Forecasters say northern Alberta including Edmonton could receive at least 8 cm snow with up to 15 cm in Jasper.

Temperatures are hovering near or slightly below freezing with a plunge to -6°C in northern British Columbia.

Environment Canada says more seasonable weather is not expected to return until early next week.

B.C. wildfire smoke in the Maritimes!

The sun becomes an orange ball due to wildfire smoke, SE Calgary, AB, 14 Aug 2018 (Dearing)

British Columbia is more than 4,000 kilometres away from New Brunswick but that hasn’t stopped forest fire smoke from making its way across Canada.

On Friday afternoon, Environment Canada issued a special air quality statement: A plume of smoke from fires in Western Canada is moving at high altitude across the Maritimes today causing hazy skies and a reddish sun.

This smoke is not expected to reach the surface or affect air quality in our region and the plume will move off to the east tonight.

The British Columbia Wildfire Service says more than 600 fires are burning in the province with many regions still under air quality advisories.

Smoke impacts Alberta air quality

Smoke over downtown Calgary, AB, 14 August 2018 (Dearing)

Smoke from forest fires in British Columbia is streaming into Alberta resulting in poor air quality and reduced visibility.

Environment Canada says smoke conditions can change quickly during wildfires but air quality will be poor for the rest of the week.

Small children, seniors and anyone with chronic conditions are especially at risk.

British Columbia has declared a state of emergency with over 560 out-of-control wildfires forcing 3,000 residents from their homes and another 20,000 are under evacuation alert.

Calgary sets new heat record

Palm tree flourishing in the heat, SE Calgary, AB, 11 August 2018 (Dearing)

Calgary hit an all-time record high on Friday when the thermometer climbed to 36.5°C which eclipsed the previous record of 36.1°C set 85 years ago.

Environment Canada had issued heat warnings for more than 100 regions in Alberta, British Columbia, Saskatchewan and Manitoba.

Besides the heat, smoke from forest fires have caused poor air quality throughout Western Canada.

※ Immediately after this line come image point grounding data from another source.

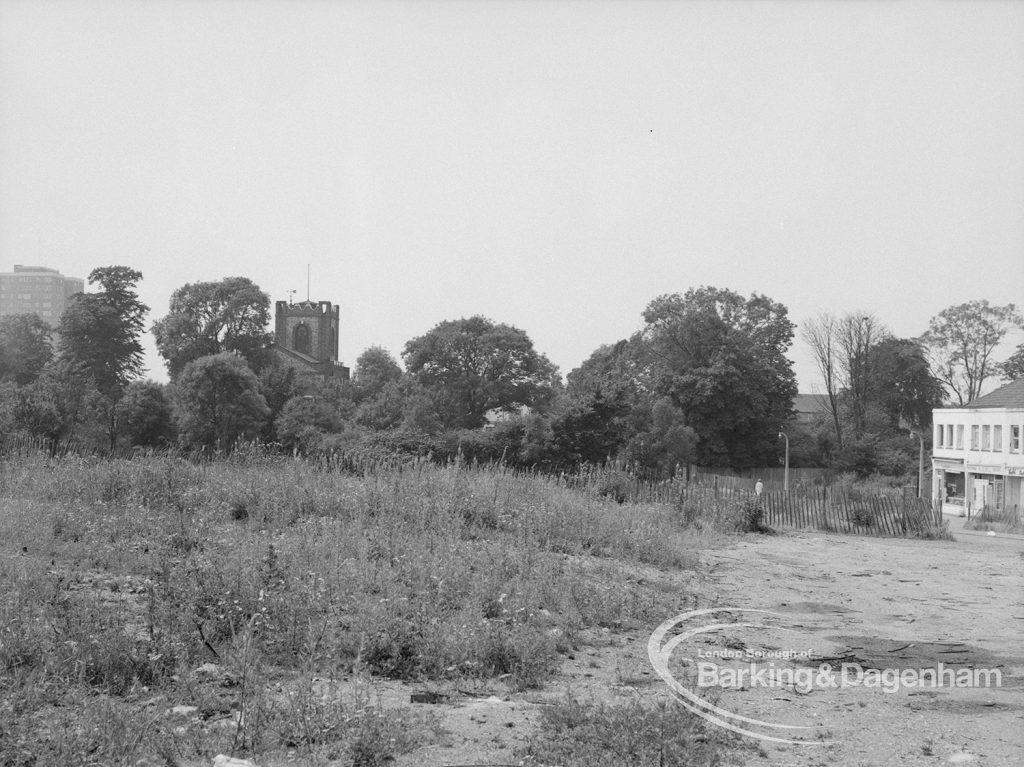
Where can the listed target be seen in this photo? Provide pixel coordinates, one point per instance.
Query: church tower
(306, 336)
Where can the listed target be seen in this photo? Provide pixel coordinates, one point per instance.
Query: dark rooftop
(1011, 395)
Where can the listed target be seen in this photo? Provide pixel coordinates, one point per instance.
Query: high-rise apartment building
(37, 290)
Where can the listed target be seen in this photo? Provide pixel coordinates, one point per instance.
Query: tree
(856, 336)
(304, 421)
(721, 359)
(100, 332)
(217, 401)
(376, 368)
(667, 442)
(146, 416)
(960, 342)
(62, 398)
(473, 366)
(606, 402)
(25, 347)
(820, 334)
(1013, 368)
(210, 317)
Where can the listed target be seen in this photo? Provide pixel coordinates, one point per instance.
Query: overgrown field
(163, 610)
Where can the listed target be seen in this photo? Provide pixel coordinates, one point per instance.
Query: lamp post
(921, 462)
(785, 475)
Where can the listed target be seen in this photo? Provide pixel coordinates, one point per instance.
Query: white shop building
(977, 455)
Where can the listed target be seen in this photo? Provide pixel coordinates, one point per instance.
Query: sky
(549, 164)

A cold front lowered temperatures in Alberta to near seasonal values for the weekend but the heat lingered in the eastern Prairies.

Major flooding in B.C.

BC FloodingMay 11

Flooding in Grand Forks, BC, 11 May 2018 (Regional District of Kootenay Boundary)

A combination of heavy rain, warm temperatures and rapid snowmelt from the mountains has created major flooding in Interior British Columbia.

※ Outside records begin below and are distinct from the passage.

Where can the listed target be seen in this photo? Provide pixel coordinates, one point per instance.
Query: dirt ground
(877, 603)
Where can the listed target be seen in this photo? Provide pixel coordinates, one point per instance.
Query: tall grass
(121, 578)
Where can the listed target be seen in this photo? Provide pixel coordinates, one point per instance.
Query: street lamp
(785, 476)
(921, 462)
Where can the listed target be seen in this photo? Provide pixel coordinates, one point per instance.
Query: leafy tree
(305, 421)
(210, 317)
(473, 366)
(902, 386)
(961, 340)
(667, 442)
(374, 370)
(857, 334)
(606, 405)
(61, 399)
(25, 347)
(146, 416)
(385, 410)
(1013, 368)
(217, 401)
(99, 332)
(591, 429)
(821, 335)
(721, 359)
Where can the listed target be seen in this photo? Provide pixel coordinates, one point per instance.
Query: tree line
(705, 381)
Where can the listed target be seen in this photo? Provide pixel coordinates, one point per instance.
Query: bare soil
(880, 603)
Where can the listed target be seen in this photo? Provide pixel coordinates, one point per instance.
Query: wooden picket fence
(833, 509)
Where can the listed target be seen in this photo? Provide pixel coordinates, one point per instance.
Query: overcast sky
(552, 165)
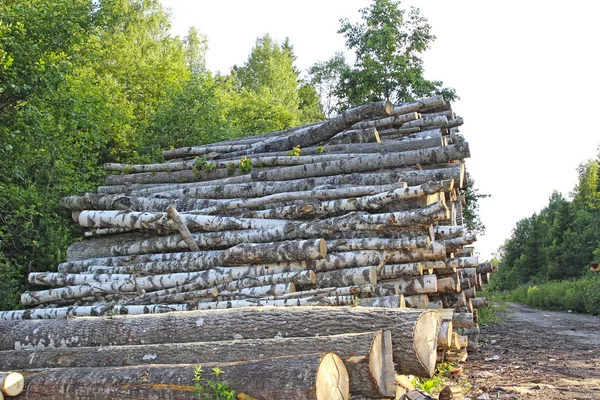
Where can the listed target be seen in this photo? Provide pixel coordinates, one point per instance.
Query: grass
(579, 295)
(441, 379)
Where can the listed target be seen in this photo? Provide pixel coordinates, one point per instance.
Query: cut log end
(323, 248)
(12, 383)
(381, 364)
(332, 382)
(425, 340)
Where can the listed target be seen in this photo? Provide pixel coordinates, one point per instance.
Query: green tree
(388, 44)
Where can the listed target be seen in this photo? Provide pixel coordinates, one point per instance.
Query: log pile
(364, 209)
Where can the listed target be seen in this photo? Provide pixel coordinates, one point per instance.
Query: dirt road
(536, 354)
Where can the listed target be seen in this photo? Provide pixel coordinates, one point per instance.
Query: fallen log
(367, 135)
(11, 383)
(367, 163)
(199, 280)
(367, 356)
(131, 244)
(318, 376)
(347, 277)
(321, 133)
(413, 331)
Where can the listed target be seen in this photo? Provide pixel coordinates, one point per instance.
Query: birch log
(372, 202)
(182, 228)
(415, 285)
(368, 135)
(413, 331)
(320, 376)
(367, 356)
(367, 163)
(347, 277)
(321, 133)
(11, 383)
(205, 190)
(198, 280)
(130, 244)
(371, 243)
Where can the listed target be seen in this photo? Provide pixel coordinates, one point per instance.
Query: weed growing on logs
(211, 389)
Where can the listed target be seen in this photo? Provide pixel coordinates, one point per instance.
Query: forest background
(83, 83)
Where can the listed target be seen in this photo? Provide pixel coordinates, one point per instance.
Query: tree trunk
(97, 201)
(321, 133)
(480, 302)
(370, 203)
(392, 271)
(445, 336)
(317, 376)
(457, 243)
(244, 253)
(367, 356)
(382, 301)
(347, 277)
(373, 243)
(199, 280)
(416, 285)
(11, 383)
(443, 232)
(412, 330)
(367, 163)
(332, 192)
(417, 301)
(131, 244)
(182, 228)
(367, 135)
(211, 190)
(198, 151)
(387, 122)
(393, 146)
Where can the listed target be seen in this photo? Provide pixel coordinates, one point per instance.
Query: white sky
(527, 72)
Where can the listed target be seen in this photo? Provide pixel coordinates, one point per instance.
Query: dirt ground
(536, 354)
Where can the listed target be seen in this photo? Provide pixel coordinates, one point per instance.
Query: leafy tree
(325, 76)
(388, 44)
(268, 85)
(559, 242)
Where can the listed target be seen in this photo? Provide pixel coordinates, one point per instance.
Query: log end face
(381, 364)
(332, 382)
(13, 384)
(425, 340)
(388, 108)
(322, 248)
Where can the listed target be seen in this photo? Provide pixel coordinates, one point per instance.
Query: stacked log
(363, 209)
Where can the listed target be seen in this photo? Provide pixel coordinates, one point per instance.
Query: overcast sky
(527, 73)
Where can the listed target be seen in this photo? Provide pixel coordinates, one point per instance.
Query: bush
(579, 295)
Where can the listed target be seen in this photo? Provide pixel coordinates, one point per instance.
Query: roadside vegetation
(545, 263)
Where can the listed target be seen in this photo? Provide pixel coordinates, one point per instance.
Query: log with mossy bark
(318, 376)
(217, 190)
(199, 280)
(336, 207)
(242, 254)
(367, 135)
(367, 356)
(413, 331)
(413, 285)
(131, 244)
(321, 133)
(367, 163)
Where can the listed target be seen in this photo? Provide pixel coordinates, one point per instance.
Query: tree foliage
(85, 82)
(560, 241)
(388, 45)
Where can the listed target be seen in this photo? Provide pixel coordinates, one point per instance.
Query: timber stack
(231, 255)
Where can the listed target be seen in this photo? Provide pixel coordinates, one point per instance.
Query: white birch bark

About 4,000 residents have been evacuated from their homes mainly in the Regional District of Kootenay Boundary.

At the confluence of two rivers – the Granby and the Kettle – the city of Grand Forks has been hardest hit where firefighters have rescued dozens by boat.

The province has issued evacuation orders or alerts in six other regional districts and eight First Nations.

Officials say this spring’s flooding is worse than the devastating floods of 1948.

Snow cover lingers across Canada

snowApr18
We know it snows in Canada in April but an astonishing amount of snow remains on the ground for the middle of the month.

The only snow-free areas as of 18 April are mainland Nova Scotia, extreme SW Ontario, southern Manitoba, SW Saskatchewan, SE Alberta, coastal British Columbia and southern valleys of the interior.

Even much of the northeastern United States and the upper Great Lakes region is still covered in white.

In Greater Moncton, the snow has mostly disappeared except for man-made snowbanks but as much as 100 cm remains in northern New Brunswick.